With the COP30 climate summit a few months away, we encourage a fast resolution of key issues to strengthen the TFFF:
- Establish a threshold of 50% canopy cover to ensure protection of high-integrity forests. While a 20% canopy cover threshold as the universal criterion for payments allows for broad tropical forest country participation, this threshold is too low for regions with historically high canopy density, such as tropical moist forests, where coverage typically is 60% and higher. We recommend setting the forest canopy threshold at 50% for full payment to prioritize high-integrity forests while allowing for a partial payment between 20% and 50%. This will help incentivize maintenance and restoration of dense forests with greater canopy cover.
- Eliminate the eligibility criteria of 0.5% or less deforestation rate at a country level to ensure a more inclusive approach and to allow more tropical forest countries to participate in the TFFF from the outset.
- Review standards and approaches to assess deforestation and forest degradation, eligibility criteria and thresholds, among others, three years from the launch at the COP30 climate summit and every three years thereafter.
- Better address and monitor forest degradation. We believe the approach to addressing forest degradation needs to be improved from the start, capturing salient degradation dynamics using existing monitoring platforms. The current reliance on fire-damaged forest as the sole proxy for degradation does not adequately account for degradation caused by activities such as selective illegal logging and roadbuilding.
- Use higher-resolution data for monitoring deforestation. We recommend using a minimum mapping unit of at least 30-meter resolution, which is globally available and technically feasible. The deforestation reporting unit would remain at the 1-hectare unit, but a 1-hectare minimum mapping unit for monitoring deforestation is too coarse a resolution to fully capture the tree loss TFFF is designed to stop.

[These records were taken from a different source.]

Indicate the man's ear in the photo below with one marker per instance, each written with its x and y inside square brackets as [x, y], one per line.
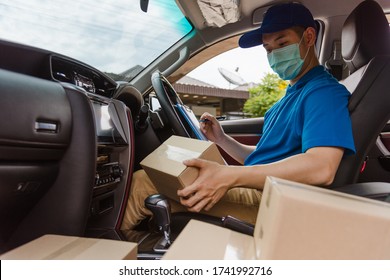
[310, 38]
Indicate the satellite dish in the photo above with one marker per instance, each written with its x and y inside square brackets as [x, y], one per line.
[231, 77]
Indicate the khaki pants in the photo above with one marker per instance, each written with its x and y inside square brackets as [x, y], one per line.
[242, 203]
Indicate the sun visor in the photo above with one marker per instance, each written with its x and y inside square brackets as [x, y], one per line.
[218, 13]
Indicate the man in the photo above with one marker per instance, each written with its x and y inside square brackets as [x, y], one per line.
[305, 134]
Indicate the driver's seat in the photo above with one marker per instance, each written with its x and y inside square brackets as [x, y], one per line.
[366, 50]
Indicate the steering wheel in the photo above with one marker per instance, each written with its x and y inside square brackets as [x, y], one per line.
[180, 117]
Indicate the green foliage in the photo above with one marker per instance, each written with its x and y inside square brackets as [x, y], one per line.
[264, 95]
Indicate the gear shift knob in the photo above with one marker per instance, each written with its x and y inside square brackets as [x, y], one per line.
[161, 209]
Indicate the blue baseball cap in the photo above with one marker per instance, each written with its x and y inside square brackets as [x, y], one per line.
[278, 18]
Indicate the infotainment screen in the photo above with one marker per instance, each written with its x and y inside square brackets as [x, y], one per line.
[107, 132]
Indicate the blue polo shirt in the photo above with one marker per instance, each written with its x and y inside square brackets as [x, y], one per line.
[313, 113]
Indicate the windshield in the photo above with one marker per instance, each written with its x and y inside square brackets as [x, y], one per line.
[115, 37]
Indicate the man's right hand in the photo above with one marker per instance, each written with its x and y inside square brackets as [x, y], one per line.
[211, 128]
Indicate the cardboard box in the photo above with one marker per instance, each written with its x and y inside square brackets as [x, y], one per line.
[59, 247]
[217, 244]
[297, 221]
[165, 165]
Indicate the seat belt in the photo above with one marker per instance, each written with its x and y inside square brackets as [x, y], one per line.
[335, 64]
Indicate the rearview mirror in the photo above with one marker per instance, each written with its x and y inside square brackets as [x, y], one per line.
[144, 5]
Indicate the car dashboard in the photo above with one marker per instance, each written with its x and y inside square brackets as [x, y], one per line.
[66, 147]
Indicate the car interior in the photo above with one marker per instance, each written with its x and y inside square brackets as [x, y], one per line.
[69, 146]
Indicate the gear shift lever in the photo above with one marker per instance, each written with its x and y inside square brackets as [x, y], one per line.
[161, 209]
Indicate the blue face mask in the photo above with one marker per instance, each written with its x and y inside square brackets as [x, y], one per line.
[287, 61]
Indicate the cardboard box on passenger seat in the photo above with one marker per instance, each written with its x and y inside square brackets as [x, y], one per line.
[165, 165]
[296, 222]
[61, 247]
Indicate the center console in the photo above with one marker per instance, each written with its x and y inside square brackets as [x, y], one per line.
[113, 164]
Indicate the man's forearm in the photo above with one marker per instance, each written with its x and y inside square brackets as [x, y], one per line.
[235, 149]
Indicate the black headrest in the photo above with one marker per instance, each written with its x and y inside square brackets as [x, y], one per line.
[365, 34]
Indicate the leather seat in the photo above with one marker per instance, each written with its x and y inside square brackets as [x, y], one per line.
[366, 51]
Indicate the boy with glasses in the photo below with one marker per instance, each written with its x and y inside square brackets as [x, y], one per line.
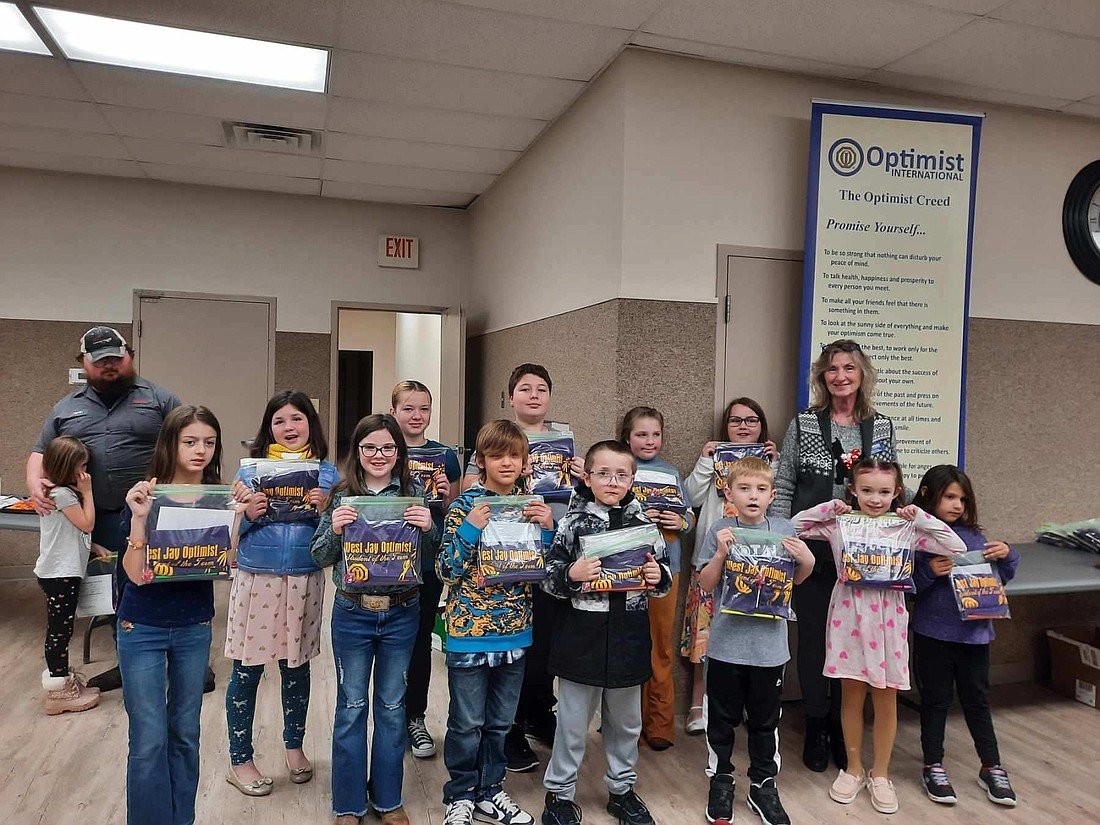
[600, 647]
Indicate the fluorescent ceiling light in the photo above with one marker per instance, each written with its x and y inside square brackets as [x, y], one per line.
[17, 34]
[185, 52]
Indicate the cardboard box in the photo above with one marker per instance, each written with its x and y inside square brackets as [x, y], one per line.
[1075, 661]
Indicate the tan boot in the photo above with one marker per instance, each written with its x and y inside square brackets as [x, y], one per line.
[66, 694]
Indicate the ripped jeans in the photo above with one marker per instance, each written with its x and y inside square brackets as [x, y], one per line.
[365, 641]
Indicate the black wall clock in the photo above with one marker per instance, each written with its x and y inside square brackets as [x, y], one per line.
[1080, 221]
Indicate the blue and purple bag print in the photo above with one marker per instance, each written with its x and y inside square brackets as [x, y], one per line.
[510, 549]
[381, 548]
[193, 531]
[622, 554]
[877, 552]
[726, 455]
[549, 455]
[759, 575]
[286, 483]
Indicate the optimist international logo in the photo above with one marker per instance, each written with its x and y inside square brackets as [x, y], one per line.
[846, 157]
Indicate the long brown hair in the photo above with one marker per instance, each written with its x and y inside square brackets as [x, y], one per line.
[352, 473]
[62, 459]
[163, 466]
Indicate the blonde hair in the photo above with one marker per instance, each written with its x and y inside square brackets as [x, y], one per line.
[749, 465]
[818, 393]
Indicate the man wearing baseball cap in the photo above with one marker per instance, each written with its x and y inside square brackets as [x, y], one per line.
[118, 416]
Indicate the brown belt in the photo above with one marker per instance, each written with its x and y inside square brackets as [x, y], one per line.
[380, 603]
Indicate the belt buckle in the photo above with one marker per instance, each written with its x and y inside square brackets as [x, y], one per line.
[378, 604]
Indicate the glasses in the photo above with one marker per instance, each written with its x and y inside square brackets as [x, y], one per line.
[371, 450]
[604, 477]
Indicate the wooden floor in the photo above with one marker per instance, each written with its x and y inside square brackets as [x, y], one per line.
[72, 768]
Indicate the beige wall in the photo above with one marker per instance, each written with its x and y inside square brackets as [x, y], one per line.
[77, 245]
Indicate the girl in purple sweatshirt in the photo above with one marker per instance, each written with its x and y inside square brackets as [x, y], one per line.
[948, 651]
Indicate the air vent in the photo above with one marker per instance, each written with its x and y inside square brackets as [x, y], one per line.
[264, 138]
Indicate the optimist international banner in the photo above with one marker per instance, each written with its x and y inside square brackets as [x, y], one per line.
[889, 232]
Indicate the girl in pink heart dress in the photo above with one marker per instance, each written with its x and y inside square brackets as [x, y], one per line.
[867, 636]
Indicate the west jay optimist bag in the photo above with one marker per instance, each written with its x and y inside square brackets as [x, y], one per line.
[759, 575]
[622, 554]
[979, 592]
[726, 455]
[878, 551]
[193, 531]
[286, 483]
[550, 453]
[381, 548]
[510, 548]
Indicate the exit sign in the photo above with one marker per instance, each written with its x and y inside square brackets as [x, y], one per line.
[399, 251]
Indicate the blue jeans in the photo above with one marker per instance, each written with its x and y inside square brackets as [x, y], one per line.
[363, 640]
[163, 670]
[483, 705]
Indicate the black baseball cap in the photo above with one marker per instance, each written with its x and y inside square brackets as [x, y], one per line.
[102, 342]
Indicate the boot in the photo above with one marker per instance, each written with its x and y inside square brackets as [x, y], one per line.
[67, 694]
[815, 750]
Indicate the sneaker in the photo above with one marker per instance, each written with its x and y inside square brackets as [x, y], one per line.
[763, 801]
[846, 787]
[994, 782]
[628, 809]
[501, 809]
[719, 801]
[460, 812]
[883, 795]
[518, 756]
[559, 811]
[937, 785]
[815, 750]
[420, 740]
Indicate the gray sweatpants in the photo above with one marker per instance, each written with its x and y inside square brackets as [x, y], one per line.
[620, 712]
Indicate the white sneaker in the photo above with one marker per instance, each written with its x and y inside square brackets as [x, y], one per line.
[502, 810]
[459, 812]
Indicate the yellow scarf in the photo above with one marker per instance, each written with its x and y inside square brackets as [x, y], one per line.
[277, 451]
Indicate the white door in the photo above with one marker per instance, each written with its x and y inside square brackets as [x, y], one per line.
[213, 351]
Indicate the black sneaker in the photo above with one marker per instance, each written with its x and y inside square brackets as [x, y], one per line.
[937, 785]
[994, 782]
[815, 750]
[763, 801]
[560, 812]
[628, 809]
[517, 754]
[719, 801]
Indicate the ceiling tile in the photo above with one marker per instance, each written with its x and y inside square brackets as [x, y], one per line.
[949, 88]
[746, 56]
[406, 176]
[61, 141]
[417, 123]
[46, 77]
[1075, 17]
[844, 32]
[307, 22]
[74, 114]
[417, 83]
[34, 160]
[347, 146]
[219, 157]
[201, 96]
[234, 179]
[164, 125]
[430, 30]
[394, 195]
[1013, 58]
[617, 13]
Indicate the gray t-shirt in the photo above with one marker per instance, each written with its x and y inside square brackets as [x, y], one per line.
[744, 639]
[63, 547]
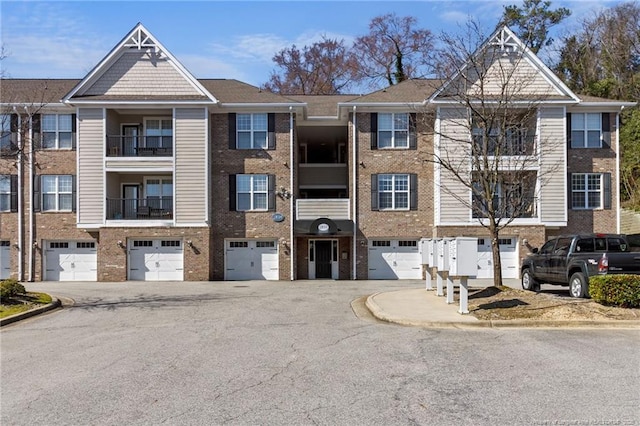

- Adopt a strong Environmental, Social and Governance (ESG) investment criteria to ensure that the Tropical Forest Investment Facility (TFIF) aligns its investments with the overall sustainability goals of the TFFF. Investments are expected to comprise a wide range of debt instruments, with a strong tilt towards sovereign bonds issued by both emerging and developed countries. The TFIF should, therefore, include robust ESG factors in its investment decisions and transparently disclose them.
- Co-design the use of finance with Indigenous Peoples and local communities. One of the most laudatory elements of the TFFF is that it would require countries receiving payments to set aside at least 20% of the funding for Indigenous Peoples and local communities. The Brazilian Ministry of Indigenous Affairs and Indigenous and local community representatives have initiated a process to co-design the details of this mechanism. This process should ensure provisions for direct access to funding by Indigenous Peoples and local communities, build on best practices from existing global and territorial funds and support and strengthen current programs and mechanisms.
Nevertheless, the TFFF has huge potential to help bridge the finance gap and secure the future of the world’s tropical forests. It is a novel solution to incentivize tropical forests from being converted for other more lucrative land use, and it represents a major innovation in large-scale and performance-based development and nature finance. It’s an opportunity that we can’t afford to miss.